Where does this leave users who need Windows because their software doesn’t run on anything else? Stuck. It doesn’t matter if Windows is the best solution, or the most affordable, or the easiest to integrate with an existing tech stack; if your program doesn’t have a Linux or macOS equivalent, you have no recourse.


Happily, this forced marriage to Windows has begun to wane with the rise of cloud applications, which run in a web browser and are operating system agnostic. Adobe, once considered a Windows-only developer, now offers its Creative Cloud suite of applications which is available for both Windows and macOS (though, sadly, not Linux-based operating systems like Ubuntu).

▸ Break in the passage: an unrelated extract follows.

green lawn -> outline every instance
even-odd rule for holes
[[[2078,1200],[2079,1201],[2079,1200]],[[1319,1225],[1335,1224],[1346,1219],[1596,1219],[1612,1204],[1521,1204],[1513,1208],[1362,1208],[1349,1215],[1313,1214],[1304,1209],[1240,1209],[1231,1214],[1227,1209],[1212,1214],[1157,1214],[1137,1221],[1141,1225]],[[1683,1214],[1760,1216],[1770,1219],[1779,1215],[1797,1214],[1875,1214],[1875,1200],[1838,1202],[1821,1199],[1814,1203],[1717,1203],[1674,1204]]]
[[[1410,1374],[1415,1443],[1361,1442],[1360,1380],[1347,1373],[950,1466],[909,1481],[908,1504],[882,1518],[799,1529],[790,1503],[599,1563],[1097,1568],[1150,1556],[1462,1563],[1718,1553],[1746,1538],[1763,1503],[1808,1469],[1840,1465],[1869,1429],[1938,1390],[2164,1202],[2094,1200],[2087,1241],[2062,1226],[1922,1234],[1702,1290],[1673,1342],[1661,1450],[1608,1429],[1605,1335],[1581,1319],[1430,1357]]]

Microsoft’s own cash-cow productivity suite, Microsoft 365, is also available in web app form, which extends its reach to both macOS and Linux users. Microsoft even now claims to embrace the Linux kernel, having implemented Windows Subsystem for Linux in Windows 10 back in 2016. Such trends would indicate that Microsoft wants to distance itself from its checkered past as a monopolist, an industry bully. Why, then, does Microsoft continue to do its determined best to make Windows more stifling, more restrictive, and less usable with every subsequent release?







The answer is perhaps not a surprising one: Microsoft wants an ecosystem. Apple, its largest rival in the desktop operating system space, has an ecosystem, and profits handsomely from tightly controlling the hardware, software, and services its users rely on. Having failed miserably in its foray into smartphones and being battered in the developer and server space by open source, Microsoft appears to be relenting and grudgingly embracing open source. Forgive my cynicism when I say “grudgingly”, as it stems from Microsoft’s public and private dismissal of open source software over the last three-and-a-half decades.

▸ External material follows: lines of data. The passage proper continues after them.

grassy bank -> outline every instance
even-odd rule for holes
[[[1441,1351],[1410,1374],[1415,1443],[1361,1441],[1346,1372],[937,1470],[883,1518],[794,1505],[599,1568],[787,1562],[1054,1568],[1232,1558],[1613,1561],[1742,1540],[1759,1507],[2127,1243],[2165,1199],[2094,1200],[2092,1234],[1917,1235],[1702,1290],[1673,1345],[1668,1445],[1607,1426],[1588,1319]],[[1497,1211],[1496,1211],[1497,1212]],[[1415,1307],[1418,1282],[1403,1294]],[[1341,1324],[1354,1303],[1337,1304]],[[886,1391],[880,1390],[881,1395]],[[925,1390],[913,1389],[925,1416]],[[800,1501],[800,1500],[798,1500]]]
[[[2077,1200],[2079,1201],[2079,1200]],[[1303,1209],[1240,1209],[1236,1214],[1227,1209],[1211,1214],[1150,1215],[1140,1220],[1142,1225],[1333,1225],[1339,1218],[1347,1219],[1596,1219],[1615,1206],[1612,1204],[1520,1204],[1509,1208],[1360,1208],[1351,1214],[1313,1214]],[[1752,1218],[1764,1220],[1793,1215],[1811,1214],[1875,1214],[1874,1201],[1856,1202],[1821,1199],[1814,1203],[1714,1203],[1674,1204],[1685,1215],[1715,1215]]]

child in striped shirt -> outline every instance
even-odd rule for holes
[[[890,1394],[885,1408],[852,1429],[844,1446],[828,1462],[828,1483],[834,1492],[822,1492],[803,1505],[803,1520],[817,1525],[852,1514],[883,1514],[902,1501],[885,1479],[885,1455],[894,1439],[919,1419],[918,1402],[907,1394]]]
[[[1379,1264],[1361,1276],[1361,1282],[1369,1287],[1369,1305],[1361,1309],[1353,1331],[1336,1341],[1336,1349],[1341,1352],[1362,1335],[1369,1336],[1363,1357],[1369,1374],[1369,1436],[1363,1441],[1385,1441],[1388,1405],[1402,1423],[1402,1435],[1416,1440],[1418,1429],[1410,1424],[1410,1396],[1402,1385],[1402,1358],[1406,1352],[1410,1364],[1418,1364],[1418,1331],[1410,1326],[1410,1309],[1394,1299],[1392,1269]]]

Under current CEO Satya Nadella’s leadership, the culture at Microsoft does seem to have changed for the better, relative to the ‘bad old days’ under Steve Ballmer’s and Bill Gates’ tutelage. Attitudes toward open source at Microsoft in its Azure, IoT, and services divisions may well have shifted positively, but Windows remains a puzzling contradiction to those pro-open source shifts. We must consider that the Windows NT kernel is a sprawling, complex mess that few Microsoft engineers even understand, and that rewriting the Windows kernel would be a truly Herculean undertaking. Having said that, nothing changes if nothing changes. The momentum Microsoft has accrued in its other divisions must be applied to its Windows product or the operating system is destined to wither, adding to its market share losses since the turn of the century.

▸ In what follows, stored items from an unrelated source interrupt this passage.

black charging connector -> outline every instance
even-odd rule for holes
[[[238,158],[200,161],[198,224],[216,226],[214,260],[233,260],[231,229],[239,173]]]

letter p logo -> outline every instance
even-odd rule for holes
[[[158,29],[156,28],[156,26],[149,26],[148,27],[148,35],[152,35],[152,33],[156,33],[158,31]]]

Ultimately, we must consider Microsoft's new idea for its operating system now: to sell ad space. Microsoft's enduring obsession with injecting ads directly into Windows has miffed more than a few of its users, but it continues to toy with the idea, sometimes boldly, sometimes with more timidity. Application "stubs" for the likes of Instagram, Hulu, ClipChamp, and Disney+ litter the Start menu of a freshly-installed version of Windows 10 or Windows 11 now, thanks to undoubtedly lucrative partnerships that Microsoft has forged with these companies. These stubs are easily uninstalled and serve as more an annoyance than a privacy or security issue, since they aren't full applications, but they foretold a more ominous advertising future for Windows: Microsoft's current push to bake non-removable OneDrive and other first-party ads directly into the operating system itself. The sentiment toward these practices may be negative, but most people won't throw out their Windows PC because of it.


Perhaps the larger issue at play isn't what Microsoft, Apple, or Google are doing with their products, but rather advertising itself. Technology and advertising have become so interwoven that the only way to keep ads from eating reality itself is effective legislation and regulation. We'll discuss the state of digital advertising, its future, and its unintended consequences in a later post.